Leaders encourage a positive professional attitude in the practice. They help to encourage the belief that everyone in the practice is contributing to the whole effort. Everyone is responsible for the short-term mood.
The tone of the office also affects the client relationships of the practice.
Leaders create a certain climate of relationships so that people say that “I am going to trust.” “The next time that I go to a team meeting, I am not going to say anything, and when it is over, be mad at myself.”
Leaders communicate the need to confront differences in tone, attitude, and commitment. If there are problems in these areas and they are not confronted, they rarely go away.
3, Clarify expectations.
Most of the reason that there is conflict in a dental office is the fact that one or more people don’t measure up to the expectations of the other.
It is the responsibility of the leader to clarify what they expect of the rest of the team.
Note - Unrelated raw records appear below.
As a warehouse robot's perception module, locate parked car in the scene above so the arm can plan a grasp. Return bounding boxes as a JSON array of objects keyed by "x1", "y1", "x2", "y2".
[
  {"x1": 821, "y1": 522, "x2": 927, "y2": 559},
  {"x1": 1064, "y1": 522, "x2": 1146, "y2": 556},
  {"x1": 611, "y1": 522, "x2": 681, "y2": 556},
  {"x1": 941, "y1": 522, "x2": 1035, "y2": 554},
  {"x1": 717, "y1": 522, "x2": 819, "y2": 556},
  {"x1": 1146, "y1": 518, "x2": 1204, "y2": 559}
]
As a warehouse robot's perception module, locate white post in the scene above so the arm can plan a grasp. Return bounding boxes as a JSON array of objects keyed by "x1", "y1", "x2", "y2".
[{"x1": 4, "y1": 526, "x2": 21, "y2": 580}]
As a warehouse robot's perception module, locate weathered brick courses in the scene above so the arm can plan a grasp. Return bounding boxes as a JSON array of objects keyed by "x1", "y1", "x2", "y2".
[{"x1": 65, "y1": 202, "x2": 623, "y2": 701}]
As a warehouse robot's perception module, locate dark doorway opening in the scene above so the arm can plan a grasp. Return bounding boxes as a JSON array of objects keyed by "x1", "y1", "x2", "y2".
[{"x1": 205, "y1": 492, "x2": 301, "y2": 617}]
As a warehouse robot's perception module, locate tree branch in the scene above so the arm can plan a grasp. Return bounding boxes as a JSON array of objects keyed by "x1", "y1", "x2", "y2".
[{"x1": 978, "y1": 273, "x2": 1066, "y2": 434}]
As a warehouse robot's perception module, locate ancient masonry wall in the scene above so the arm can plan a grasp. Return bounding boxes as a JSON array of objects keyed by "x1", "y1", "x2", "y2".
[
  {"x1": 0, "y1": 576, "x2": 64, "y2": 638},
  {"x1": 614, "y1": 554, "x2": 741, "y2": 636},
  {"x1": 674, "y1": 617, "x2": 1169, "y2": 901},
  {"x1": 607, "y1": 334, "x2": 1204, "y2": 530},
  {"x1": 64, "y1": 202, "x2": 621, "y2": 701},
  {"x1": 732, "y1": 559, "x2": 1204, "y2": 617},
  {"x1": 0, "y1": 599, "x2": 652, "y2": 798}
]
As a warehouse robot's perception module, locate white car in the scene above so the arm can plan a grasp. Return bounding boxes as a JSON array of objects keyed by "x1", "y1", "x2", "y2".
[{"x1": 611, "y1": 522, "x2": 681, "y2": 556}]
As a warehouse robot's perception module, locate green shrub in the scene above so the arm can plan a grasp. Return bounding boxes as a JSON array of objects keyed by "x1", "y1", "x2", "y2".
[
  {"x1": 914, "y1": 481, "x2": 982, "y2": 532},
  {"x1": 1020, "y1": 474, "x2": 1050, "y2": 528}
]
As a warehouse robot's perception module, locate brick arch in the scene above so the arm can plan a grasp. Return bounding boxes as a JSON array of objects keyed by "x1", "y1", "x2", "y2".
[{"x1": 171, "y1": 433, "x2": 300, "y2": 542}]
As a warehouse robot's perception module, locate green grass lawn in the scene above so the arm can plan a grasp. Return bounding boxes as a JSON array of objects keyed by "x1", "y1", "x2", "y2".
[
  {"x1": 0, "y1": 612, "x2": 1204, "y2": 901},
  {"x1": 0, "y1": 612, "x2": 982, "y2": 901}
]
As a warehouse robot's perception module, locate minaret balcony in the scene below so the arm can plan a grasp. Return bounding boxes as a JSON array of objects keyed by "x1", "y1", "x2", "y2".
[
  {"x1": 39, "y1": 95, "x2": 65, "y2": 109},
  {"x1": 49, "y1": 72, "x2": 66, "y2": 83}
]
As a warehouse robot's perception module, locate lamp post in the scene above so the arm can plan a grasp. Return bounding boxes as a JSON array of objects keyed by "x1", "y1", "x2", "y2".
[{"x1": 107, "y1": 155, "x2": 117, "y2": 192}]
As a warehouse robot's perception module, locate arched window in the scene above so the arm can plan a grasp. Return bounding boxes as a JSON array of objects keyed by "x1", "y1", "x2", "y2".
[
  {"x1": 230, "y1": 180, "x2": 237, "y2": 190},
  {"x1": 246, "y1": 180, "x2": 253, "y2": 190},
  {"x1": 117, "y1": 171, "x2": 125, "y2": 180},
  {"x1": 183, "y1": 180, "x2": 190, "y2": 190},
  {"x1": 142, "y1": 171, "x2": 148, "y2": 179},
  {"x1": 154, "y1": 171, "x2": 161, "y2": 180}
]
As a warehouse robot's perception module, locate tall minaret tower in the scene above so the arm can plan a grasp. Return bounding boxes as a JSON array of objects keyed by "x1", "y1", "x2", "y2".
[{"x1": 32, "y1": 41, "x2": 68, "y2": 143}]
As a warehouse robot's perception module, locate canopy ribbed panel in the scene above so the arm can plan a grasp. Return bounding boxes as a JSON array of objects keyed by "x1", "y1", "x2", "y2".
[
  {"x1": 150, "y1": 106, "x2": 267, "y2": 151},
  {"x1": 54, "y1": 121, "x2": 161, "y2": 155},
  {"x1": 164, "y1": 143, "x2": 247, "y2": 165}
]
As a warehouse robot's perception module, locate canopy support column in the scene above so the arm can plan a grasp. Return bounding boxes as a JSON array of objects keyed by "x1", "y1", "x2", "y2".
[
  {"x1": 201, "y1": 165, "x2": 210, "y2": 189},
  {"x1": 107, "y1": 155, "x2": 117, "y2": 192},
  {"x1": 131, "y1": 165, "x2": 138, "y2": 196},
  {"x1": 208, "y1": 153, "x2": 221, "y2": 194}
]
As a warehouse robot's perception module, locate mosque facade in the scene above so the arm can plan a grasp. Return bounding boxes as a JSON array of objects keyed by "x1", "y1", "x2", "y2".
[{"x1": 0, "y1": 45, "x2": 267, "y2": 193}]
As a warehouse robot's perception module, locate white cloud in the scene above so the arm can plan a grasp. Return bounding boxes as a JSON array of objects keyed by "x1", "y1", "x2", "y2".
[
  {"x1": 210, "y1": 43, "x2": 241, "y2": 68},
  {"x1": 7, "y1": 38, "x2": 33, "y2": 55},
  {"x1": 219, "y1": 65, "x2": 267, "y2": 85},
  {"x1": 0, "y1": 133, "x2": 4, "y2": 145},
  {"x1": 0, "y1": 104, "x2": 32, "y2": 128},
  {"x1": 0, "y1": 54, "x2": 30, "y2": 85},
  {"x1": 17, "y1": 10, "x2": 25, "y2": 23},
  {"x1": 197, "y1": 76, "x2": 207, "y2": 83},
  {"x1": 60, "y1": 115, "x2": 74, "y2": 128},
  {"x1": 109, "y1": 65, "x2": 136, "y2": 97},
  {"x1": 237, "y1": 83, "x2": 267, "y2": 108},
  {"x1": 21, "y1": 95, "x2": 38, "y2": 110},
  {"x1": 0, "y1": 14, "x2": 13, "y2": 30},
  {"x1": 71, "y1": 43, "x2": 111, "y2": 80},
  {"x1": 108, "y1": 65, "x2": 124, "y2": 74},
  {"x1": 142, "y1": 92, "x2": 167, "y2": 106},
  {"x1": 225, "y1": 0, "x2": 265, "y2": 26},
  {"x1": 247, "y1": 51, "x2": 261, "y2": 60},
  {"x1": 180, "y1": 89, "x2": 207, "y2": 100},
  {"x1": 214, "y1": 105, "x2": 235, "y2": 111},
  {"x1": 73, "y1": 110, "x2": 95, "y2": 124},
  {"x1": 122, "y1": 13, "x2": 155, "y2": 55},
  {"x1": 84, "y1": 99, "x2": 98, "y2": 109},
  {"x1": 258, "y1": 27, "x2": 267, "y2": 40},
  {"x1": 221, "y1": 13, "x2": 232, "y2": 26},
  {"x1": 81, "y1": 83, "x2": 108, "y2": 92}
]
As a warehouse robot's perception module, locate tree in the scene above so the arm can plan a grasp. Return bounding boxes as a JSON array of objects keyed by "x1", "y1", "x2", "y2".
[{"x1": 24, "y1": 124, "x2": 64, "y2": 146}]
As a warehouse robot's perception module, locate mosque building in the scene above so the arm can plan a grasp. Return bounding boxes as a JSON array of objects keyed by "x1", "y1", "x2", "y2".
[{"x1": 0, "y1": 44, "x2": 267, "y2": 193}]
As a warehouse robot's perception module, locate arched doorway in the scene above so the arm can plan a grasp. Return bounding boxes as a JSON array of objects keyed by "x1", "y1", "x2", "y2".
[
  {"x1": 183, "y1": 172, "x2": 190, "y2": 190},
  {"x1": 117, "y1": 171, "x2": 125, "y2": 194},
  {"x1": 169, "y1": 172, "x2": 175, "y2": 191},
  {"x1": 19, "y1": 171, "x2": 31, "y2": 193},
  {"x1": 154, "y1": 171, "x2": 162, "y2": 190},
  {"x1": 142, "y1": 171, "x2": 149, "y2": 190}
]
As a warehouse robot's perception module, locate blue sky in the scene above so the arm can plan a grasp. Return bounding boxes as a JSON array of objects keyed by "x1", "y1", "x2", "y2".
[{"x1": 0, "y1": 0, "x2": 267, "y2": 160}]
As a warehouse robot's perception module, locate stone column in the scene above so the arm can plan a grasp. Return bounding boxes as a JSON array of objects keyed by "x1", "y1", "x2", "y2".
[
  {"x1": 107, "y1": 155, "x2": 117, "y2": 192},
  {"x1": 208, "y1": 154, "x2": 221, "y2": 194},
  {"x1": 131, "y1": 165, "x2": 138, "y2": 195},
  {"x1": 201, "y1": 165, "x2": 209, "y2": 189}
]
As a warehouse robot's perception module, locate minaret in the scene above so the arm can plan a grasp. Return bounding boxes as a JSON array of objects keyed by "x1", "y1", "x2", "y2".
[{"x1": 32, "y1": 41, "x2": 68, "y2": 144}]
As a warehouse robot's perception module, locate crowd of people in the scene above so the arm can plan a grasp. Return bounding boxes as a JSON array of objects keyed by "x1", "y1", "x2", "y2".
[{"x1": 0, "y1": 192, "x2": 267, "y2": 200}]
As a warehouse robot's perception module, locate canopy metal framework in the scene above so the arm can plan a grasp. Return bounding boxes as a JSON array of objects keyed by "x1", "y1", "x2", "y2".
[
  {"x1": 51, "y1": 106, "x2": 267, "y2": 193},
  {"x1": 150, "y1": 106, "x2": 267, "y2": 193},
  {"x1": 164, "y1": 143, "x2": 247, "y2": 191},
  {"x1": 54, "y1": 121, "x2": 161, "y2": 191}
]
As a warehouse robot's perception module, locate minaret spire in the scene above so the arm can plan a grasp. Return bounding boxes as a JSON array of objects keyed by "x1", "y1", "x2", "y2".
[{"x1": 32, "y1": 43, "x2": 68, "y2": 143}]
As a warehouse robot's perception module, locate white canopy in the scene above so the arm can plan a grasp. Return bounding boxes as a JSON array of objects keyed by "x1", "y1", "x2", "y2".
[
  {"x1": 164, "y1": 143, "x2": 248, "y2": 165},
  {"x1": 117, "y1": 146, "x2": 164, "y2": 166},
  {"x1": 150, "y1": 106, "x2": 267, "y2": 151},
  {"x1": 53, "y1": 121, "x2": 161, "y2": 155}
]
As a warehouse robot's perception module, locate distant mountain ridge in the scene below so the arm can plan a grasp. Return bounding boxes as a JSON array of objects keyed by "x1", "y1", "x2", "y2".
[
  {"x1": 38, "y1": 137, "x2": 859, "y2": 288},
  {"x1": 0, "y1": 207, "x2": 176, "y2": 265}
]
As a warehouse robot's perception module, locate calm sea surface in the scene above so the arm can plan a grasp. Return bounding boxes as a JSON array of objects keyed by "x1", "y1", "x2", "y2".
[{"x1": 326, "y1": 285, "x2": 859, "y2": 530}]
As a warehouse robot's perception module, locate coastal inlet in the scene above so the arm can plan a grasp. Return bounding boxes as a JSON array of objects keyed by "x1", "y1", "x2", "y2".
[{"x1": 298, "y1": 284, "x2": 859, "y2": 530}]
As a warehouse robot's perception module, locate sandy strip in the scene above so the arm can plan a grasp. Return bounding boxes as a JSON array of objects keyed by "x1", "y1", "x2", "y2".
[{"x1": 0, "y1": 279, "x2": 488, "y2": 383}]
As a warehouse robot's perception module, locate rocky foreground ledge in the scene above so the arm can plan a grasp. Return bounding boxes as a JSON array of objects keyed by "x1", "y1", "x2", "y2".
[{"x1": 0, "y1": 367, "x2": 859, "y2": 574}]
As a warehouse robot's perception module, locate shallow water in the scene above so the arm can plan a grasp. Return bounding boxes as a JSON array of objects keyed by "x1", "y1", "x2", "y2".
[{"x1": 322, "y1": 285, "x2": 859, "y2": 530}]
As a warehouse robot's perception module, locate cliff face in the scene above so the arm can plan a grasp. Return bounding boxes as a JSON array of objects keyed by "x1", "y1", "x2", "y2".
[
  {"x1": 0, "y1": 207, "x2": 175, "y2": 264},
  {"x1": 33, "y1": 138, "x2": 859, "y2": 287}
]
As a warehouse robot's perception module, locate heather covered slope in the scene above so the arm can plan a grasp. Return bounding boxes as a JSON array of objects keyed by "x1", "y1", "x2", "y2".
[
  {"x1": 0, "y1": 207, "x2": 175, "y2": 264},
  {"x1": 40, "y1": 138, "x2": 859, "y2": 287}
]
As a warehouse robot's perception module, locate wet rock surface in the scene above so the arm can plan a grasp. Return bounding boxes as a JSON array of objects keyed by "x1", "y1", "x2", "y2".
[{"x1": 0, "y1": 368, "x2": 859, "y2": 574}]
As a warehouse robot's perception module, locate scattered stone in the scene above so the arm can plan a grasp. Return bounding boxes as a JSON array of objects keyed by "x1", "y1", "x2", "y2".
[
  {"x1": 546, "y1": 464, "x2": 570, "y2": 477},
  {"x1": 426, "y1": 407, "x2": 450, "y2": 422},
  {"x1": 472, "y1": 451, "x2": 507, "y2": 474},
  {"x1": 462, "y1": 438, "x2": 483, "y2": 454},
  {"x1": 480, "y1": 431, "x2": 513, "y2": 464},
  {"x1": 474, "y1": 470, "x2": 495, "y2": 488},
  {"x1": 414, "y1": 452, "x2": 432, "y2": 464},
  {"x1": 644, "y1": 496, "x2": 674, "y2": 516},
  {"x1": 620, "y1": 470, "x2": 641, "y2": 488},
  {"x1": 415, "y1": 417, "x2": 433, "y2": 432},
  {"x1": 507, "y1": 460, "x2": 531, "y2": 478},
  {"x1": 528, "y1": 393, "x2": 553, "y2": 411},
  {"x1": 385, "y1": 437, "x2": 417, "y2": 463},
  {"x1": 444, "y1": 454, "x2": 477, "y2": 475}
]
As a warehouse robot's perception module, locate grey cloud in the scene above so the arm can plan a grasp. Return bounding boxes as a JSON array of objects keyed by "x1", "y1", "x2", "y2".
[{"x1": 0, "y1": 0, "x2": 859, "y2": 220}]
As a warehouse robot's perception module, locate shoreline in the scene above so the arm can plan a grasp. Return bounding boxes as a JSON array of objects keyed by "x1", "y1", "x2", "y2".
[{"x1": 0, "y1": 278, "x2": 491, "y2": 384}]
This could be the dentist or other leaders in the practice.
The following conversation is frequently heard; “Even if the dentist doesn’t like what I am doing, I wish he would tell me so that I would know where I stand.”
The impact of this comment is that we have to tell people what we expect because if we don’t tell them what we expect, how can they say that those expectations are reasonable, and how can they work toward meeting them? At times, I think that people think they should get the expectations by osmosis, but most people don’t.
It is hard to take time away from the schedule to talk about expectations. The time taken to do this, however, is much shorter than the consequences when it is not done. It is hard to clarify expectations with someone else when you have not clarified them for yourself. What do you expect of yourself first?
4. Leaders nurture and confront people when necessary. They also build them up when necessary.
Nurturers do not give advice. They understand that we have the answers within us. They help us to understand that the problems are within us. They do more by listening than they do by speaking.
5. Leaders anticipate the future.
It is dangerous to live totally in the present in your business because the present does not last for very long.
There is a technological change coming in dentistry, and you must be aware that it is going to change your practice.
6. Leaders refocus.
Even if you have worked on your philosophy, mission, or vision statement, there comes a time in your future when your practice gets lost. Everything works for a while, and then things get into a world of ambiguity.
When this happens, leaders bring their groups back to refocus. They review the purpose of the practice with their people.
It is the leader who refocuses and re-clarifies the original objective of what their business is.
According to John Gardner, the last responsibility of the leader is to keep faith alive. Everyone goes through hard times with their practices, but we must keep our faith alive or we will fall.